I was reviewing the calculation for adjusting pension beta and noticed they don’t seem to take the firm’s debt into account when doing the calculation. They do risk free + beta(risk premium) = WACC Why don’t you include the firm’s debt when calculating WACC?

It assumes that the beta of debt is 0.

and yes forget that formula we learned last year where you take the %'s and after tax cost of debt. that doesnt exist on this Level.

just CAPM the WACC

no WACC, no CAPM.

They are talking about using the calculated operating beta to determine they WACC for decision purposes. They talk about debt in the qualitative material, but its not included in the WACC calculation. It makes no sense to me, but if that’s the way its calculated that’s what I’ll do during the exam

This section makes no sense to be too. The interaction between operating beta, equity beta and pension beta appears to be highly abstract. Not enough examples to figure out how to apply in real life (as if the rest of the text can be applied in real life … haha)

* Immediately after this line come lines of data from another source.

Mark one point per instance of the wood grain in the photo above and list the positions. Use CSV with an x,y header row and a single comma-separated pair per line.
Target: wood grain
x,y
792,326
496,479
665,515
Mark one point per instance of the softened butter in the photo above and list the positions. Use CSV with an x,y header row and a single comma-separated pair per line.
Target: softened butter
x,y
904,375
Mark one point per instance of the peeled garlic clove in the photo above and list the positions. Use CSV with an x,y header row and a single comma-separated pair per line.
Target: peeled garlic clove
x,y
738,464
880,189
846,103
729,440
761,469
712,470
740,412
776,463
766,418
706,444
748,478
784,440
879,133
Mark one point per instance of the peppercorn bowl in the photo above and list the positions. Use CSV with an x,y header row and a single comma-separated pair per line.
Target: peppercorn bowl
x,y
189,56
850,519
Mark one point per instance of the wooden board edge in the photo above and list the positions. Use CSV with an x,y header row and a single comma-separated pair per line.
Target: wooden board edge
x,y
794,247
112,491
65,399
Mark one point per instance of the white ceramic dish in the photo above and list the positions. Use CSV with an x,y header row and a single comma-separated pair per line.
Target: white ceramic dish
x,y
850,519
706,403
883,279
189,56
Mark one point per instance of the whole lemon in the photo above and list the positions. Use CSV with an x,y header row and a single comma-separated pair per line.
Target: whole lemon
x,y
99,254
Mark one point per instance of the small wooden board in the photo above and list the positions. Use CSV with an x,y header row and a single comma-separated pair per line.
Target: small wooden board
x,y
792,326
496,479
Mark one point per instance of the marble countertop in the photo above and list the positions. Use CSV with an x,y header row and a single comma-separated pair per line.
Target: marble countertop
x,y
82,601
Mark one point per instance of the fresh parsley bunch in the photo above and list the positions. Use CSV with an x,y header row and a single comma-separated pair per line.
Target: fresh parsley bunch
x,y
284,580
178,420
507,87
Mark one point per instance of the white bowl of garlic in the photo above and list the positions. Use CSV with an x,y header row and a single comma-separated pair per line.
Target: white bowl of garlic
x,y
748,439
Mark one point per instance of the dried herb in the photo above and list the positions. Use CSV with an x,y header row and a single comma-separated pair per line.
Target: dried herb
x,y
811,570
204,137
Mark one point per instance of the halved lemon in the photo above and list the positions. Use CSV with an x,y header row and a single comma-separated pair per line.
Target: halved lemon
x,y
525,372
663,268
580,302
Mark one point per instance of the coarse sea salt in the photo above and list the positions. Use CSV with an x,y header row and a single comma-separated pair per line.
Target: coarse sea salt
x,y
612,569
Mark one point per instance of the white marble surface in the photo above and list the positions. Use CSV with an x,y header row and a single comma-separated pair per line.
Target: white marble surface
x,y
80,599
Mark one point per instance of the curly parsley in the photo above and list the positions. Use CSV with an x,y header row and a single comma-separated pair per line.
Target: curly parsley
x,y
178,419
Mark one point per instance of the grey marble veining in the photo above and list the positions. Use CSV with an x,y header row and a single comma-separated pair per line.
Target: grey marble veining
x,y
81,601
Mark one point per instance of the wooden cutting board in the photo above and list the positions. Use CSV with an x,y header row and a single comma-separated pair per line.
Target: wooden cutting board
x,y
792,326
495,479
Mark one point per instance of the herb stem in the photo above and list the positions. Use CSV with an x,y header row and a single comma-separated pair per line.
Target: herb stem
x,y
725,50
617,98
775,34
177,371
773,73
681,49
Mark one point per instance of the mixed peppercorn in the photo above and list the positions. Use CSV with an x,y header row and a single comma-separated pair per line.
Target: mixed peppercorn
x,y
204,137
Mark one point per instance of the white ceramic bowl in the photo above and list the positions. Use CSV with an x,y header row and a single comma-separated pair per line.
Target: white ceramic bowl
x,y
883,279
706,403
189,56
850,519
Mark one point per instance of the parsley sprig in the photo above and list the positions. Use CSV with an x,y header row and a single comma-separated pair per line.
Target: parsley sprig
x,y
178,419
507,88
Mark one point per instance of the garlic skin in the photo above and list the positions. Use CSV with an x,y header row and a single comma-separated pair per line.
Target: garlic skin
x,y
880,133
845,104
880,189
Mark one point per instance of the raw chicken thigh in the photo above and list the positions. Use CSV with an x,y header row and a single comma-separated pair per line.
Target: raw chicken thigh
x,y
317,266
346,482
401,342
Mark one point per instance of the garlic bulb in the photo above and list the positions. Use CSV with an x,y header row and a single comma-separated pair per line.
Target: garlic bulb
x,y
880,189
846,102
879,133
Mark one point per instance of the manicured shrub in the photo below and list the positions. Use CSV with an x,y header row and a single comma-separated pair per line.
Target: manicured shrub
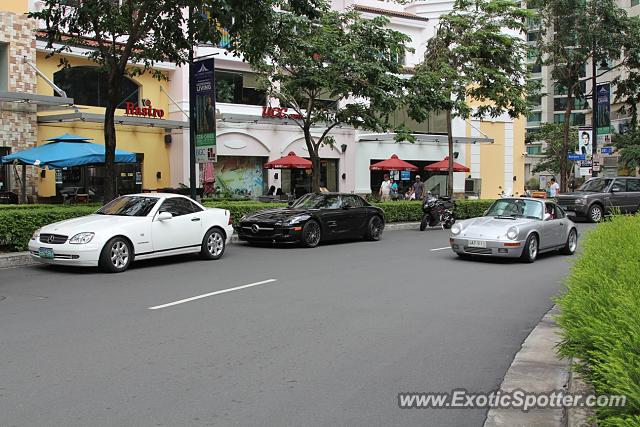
x,y
600,316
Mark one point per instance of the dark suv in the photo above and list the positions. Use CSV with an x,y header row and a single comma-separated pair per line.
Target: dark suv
x,y
598,196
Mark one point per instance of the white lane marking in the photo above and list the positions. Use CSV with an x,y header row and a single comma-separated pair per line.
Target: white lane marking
x,y
210,294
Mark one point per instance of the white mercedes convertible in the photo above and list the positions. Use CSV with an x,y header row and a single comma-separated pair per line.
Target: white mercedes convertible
x,y
136,226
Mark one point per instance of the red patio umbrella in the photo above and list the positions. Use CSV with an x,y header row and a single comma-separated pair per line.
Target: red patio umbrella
x,y
393,164
290,161
443,166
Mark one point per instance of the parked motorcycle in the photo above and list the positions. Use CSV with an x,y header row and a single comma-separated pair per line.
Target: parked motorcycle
x,y
437,211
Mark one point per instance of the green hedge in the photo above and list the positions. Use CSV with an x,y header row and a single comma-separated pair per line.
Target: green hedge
x,y
18,222
600,316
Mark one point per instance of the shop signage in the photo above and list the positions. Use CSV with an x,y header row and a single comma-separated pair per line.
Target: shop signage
x,y
278,113
603,94
204,88
131,109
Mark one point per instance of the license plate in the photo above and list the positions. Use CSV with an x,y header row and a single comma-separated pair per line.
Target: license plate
x,y
477,244
45,253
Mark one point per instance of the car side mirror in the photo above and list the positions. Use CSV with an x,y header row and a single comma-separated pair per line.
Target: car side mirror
x,y
163,216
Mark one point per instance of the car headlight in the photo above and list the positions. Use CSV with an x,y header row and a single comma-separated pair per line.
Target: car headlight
x,y
295,220
81,238
456,229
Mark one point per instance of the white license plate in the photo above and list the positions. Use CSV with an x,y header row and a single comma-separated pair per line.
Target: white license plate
x,y
46,253
477,244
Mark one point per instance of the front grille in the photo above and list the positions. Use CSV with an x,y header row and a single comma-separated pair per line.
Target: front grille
x,y
53,239
478,251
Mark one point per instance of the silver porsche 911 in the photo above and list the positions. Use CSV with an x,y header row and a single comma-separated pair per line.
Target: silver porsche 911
x,y
516,228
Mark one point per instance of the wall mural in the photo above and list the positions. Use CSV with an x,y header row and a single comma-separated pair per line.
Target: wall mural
x,y
241,175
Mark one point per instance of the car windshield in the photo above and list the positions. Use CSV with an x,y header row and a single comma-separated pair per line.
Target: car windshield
x,y
595,185
309,201
129,206
516,208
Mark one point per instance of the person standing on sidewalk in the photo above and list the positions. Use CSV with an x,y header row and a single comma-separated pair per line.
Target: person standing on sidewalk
x,y
385,189
418,188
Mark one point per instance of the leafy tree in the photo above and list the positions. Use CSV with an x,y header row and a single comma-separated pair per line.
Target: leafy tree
x,y
338,69
117,35
474,66
575,33
552,134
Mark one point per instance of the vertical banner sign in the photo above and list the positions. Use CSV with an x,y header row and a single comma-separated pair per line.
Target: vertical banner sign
x,y
205,109
585,150
603,115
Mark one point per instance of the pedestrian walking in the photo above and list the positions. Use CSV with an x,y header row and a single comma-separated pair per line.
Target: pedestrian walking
x,y
385,189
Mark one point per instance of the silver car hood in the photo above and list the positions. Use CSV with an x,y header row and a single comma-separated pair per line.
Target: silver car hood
x,y
489,227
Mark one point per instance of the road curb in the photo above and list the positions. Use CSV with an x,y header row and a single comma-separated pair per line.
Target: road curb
x,y
535,369
20,259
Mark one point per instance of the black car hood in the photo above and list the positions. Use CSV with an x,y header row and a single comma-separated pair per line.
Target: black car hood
x,y
273,215
576,195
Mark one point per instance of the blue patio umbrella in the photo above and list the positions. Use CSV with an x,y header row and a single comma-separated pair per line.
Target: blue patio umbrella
x,y
66,151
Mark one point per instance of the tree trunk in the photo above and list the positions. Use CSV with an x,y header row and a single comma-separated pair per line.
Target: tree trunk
x,y
565,172
110,155
110,182
315,161
450,167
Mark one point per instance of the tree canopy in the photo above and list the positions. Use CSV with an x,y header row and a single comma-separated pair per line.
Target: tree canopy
x,y
127,38
339,69
475,65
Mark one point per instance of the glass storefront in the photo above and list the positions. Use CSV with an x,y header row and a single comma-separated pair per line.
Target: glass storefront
x,y
89,180
241,176
298,181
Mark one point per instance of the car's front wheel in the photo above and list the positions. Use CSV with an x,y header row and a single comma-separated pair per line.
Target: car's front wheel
x,y
311,234
375,228
572,243
530,251
596,213
213,244
116,255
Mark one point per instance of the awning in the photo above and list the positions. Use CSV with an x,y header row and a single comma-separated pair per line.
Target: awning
x,y
66,151
122,120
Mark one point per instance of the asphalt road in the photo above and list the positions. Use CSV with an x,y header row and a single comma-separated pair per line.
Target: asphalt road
x,y
331,342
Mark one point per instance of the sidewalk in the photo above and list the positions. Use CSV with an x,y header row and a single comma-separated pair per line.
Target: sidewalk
x,y
537,369
19,259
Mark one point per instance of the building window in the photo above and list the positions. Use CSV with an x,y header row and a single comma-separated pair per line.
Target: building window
x,y
575,119
4,66
237,87
534,149
87,86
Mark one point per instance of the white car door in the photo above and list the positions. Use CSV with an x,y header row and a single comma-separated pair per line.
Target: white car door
x,y
181,231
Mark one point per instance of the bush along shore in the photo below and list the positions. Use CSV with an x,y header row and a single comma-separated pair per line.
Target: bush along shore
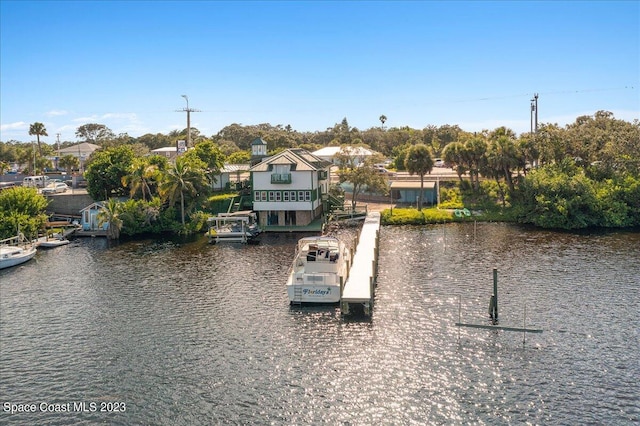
x,y
561,197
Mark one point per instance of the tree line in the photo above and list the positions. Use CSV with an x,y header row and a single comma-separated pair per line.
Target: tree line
x,y
539,176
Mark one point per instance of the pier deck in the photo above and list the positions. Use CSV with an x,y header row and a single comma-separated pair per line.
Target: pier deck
x,y
360,285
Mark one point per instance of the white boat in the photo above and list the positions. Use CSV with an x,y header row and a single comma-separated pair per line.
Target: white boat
x,y
14,251
319,270
239,226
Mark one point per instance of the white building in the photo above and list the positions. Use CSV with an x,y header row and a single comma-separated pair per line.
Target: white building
x,y
171,152
288,188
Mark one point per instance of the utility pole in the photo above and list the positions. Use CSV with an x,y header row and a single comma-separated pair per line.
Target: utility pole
x,y
188,111
58,157
534,113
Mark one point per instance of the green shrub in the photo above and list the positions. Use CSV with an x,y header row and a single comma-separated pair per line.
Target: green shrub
x,y
415,217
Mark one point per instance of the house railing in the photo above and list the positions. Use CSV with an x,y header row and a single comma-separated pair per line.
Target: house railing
x,y
281,178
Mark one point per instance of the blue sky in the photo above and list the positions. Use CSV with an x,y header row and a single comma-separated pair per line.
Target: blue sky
x,y
126,64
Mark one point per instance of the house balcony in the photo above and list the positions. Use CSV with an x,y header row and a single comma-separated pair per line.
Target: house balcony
x,y
283,178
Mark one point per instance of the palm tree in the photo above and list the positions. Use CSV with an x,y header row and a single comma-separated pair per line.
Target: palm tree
x,y
69,162
419,161
181,179
476,149
110,214
140,178
38,130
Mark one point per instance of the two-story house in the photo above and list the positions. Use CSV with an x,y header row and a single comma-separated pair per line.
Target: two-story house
x,y
288,188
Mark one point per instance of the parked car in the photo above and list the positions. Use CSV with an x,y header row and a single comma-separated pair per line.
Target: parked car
x,y
35,181
55,188
384,171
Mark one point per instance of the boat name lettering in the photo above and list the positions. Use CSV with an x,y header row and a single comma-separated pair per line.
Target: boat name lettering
x,y
316,292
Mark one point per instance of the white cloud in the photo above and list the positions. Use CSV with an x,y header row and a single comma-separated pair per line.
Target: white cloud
x,y
18,125
56,113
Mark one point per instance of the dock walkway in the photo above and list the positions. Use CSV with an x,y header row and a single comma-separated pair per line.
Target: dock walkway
x,y
360,286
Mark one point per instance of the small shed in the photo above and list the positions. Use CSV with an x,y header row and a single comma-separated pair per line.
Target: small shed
x,y
89,218
228,174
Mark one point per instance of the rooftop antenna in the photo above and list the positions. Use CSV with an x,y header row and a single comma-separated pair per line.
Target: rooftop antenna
x,y
188,111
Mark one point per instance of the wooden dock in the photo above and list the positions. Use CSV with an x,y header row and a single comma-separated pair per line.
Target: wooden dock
x,y
359,289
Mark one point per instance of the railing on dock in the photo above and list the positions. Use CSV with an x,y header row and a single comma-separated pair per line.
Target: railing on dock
x,y
359,289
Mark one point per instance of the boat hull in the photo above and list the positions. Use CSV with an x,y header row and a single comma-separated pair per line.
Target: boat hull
x,y
13,256
319,271
309,293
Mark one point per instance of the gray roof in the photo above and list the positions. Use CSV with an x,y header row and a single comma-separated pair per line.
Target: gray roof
x,y
258,141
302,160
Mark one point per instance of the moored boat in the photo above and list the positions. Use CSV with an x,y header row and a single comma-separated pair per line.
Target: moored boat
x,y
15,251
319,270
51,242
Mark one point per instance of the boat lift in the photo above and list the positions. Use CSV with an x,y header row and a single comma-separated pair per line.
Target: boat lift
x,y
238,226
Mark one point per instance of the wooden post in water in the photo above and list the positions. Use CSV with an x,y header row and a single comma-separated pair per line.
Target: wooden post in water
x,y
493,305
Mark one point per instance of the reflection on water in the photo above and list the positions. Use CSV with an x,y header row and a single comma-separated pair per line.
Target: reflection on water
x,y
191,333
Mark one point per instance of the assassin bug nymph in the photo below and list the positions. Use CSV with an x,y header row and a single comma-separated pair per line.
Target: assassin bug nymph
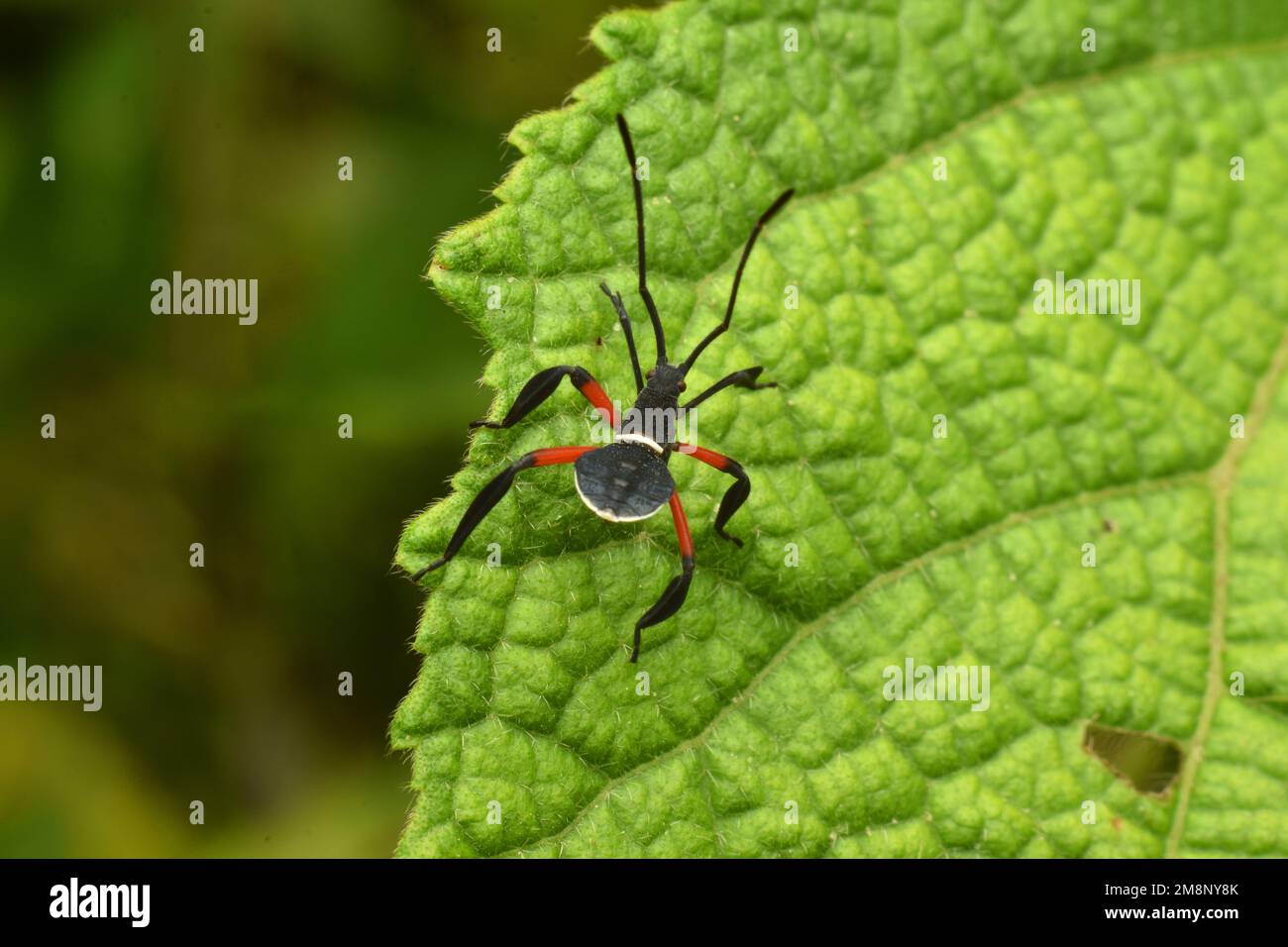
x,y
629,479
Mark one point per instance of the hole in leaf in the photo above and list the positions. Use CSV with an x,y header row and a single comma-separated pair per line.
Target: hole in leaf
x,y
1146,761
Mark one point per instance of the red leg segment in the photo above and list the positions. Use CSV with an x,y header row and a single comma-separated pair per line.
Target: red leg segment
x,y
490,495
735,496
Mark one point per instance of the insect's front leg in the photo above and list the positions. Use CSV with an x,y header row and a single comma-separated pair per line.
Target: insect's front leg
x,y
490,495
542,385
743,377
735,496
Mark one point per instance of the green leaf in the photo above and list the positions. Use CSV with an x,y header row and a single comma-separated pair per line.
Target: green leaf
x,y
765,693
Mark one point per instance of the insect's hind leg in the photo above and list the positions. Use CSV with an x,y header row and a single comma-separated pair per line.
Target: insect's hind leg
x,y
490,495
678,589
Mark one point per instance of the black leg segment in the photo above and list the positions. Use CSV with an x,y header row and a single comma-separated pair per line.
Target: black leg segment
x,y
490,495
639,239
542,385
743,377
616,299
735,496
737,277
678,589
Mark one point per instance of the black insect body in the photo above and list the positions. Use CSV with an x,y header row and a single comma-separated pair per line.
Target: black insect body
x,y
629,479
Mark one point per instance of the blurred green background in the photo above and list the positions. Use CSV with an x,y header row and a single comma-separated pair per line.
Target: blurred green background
x,y
220,684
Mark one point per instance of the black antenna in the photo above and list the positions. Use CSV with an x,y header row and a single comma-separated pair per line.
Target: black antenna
x,y
737,277
639,228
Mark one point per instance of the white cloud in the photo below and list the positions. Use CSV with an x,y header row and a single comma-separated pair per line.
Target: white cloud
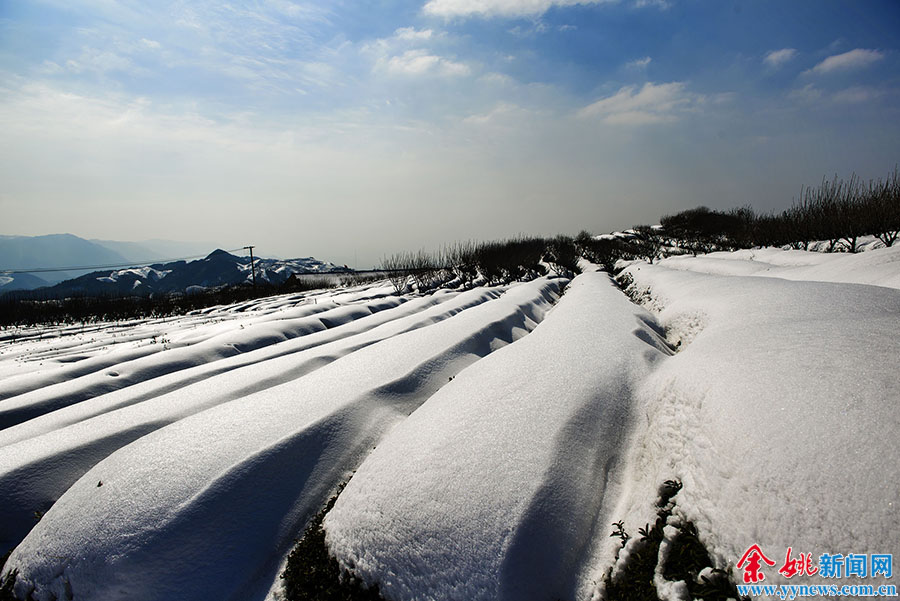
x,y
503,113
777,58
640,63
652,103
854,59
410,34
498,8
807,94
420,62
856,95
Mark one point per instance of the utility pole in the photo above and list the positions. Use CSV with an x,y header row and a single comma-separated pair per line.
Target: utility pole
x,y
252,266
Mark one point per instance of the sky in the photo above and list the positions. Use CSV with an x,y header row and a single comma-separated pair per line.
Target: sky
x,y
352,130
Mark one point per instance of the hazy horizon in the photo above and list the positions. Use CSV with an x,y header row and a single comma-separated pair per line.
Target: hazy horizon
x,y
356,130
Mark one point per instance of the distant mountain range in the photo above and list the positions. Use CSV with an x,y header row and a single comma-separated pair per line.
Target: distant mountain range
x,y
219,268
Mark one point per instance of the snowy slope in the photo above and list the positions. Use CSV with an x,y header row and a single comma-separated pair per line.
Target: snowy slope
x,y
779,414
493,488
495,437
154,528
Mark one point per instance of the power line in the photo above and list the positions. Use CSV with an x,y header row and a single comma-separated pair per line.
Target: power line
x,y
110,266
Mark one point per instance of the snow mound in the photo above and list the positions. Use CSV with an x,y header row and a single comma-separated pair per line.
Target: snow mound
x,y
780,417
492,489
207,506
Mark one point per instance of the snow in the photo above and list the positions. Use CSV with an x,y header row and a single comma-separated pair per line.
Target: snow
x,y
880,268
492,489
154,528
494,436
780,412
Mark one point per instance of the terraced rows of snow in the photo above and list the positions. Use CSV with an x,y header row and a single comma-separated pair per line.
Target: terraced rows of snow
x,y
149,520
494,437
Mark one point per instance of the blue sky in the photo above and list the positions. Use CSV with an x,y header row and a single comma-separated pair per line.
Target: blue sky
x,y
348,130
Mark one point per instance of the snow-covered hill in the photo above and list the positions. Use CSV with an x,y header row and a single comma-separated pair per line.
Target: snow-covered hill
x,y
494,433
219,268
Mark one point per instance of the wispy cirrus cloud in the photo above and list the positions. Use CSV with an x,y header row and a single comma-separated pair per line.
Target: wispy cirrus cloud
x,y
778,58
652,103
640,63
421,62
848,61
498,8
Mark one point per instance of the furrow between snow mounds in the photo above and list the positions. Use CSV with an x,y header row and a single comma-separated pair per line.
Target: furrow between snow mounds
x,y
18,409
46,455
17,385
168,383
780,417
492,489
208,506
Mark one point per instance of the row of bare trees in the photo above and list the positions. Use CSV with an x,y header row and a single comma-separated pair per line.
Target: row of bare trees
x,y
838,212
494,262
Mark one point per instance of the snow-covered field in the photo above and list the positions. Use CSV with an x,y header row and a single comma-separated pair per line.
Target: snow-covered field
x,y
492,435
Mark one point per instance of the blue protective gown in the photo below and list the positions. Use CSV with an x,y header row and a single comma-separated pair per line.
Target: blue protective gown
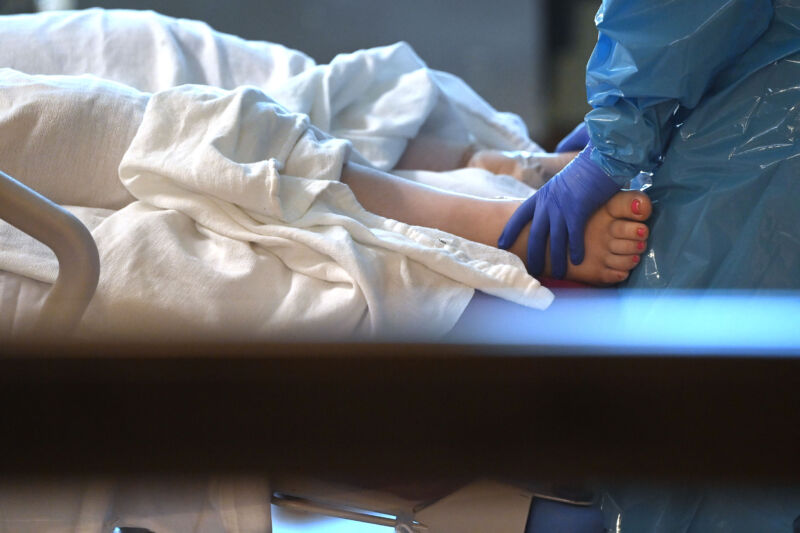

ditto. It assumes that a change of one variable[pension asset beta] affects another variable only…In reality, it’s different story.

debt is always factored but the BETA is 0. Therefore it doesn`t come into play. Doesn`

t mean you don`t consider it beacuset he operating assets and are increased on both the equity side AND the debt side to adjust the % of assets to equity. WACC= Rf + adjusted beta(EP).